Phone sensor: This modified iPhone case can be used to detect sodium levels via a nanosensor “tattoo.” Credit: Heather Clark and Matt Dubach


By Nick Flaherty www.flaherty.co.uk

Researchers at Northeastern University in the US have developed a technique to track blood sugar via an iPhone, aiming at cyclists initially. 

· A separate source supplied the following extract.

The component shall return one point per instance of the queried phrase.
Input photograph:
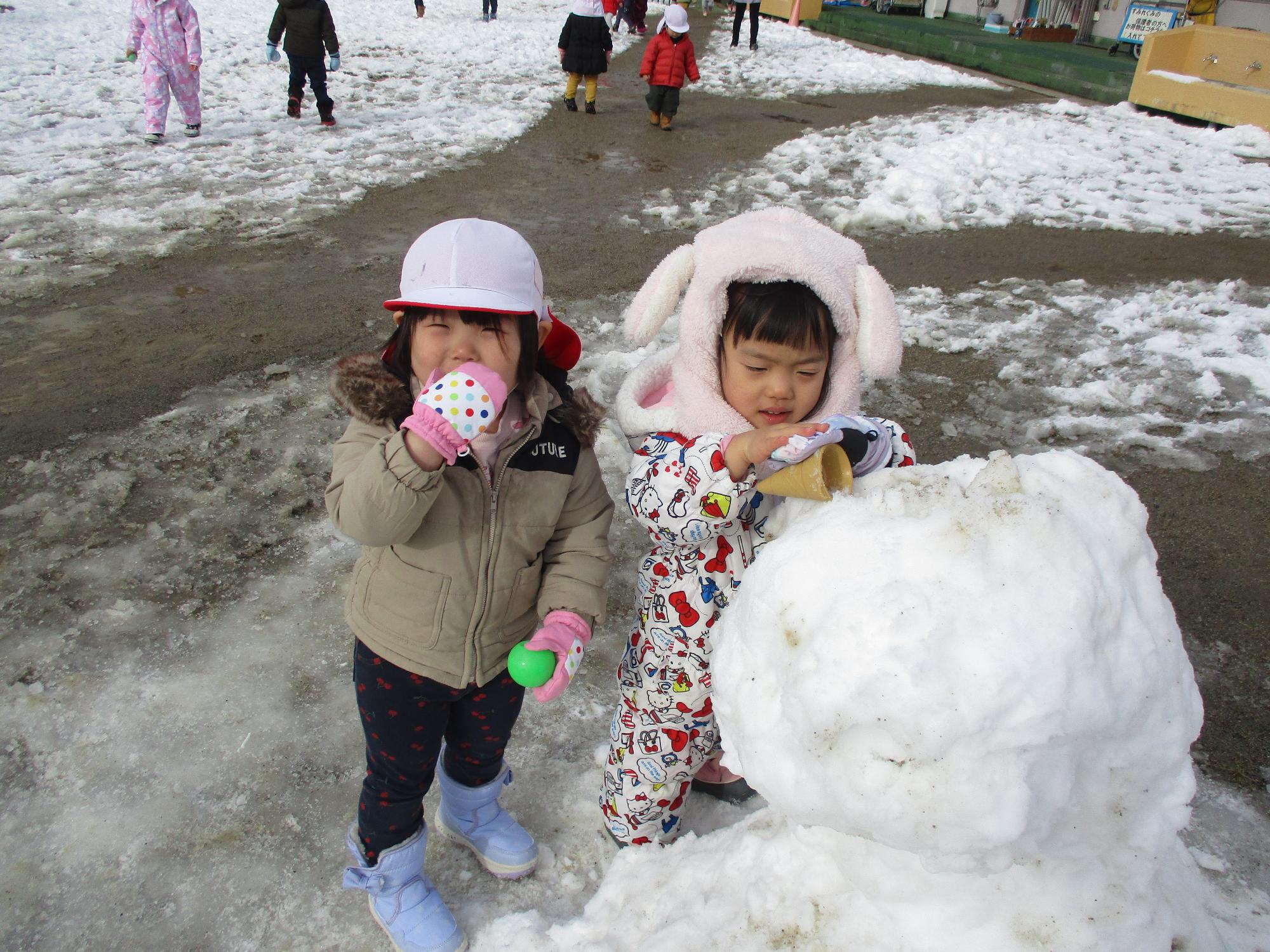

The technique uses an injection of carefully chosen nanoparticles into the skin which fluoresce when exposed to a target molecule, such as sodium or glucose. An iPhone with a modified case that includes a fluorescent light and a sensor then tracks changes in the level of fluorescence, which indicates the amount of sodium or glucose present.
Heather Clark, a professor in the Department of Pharmaceutical Sciences at Northeastern University, presented this work at the BioMethods Boston conference at Harvard Medical School last week and reported in MIT's Technology Review.
The tattoos were originally designed as a way around the finger-prick bloodletting that is the standard technique for measuring glucose levels in those with diabetes. But Clark says they could be used to track many things besides glucose and sodium, offering a simpler, less painful, and more accurate way for many people to track many important biomarkers.
The tattoo developed by Clark's team contains 120nm-wide polymer nanodroplets of a fluorescent dye and a charge-neutralizing molecule.
The original reader was a large boxlike device but one of Clark's graduate students, Matt Dubach, improved upon that by making a modified iPhone case that allows any iPhone to read the tattoos.
Dubach and Clark hope to create an iPhone app that would easily measure and record sodium levels.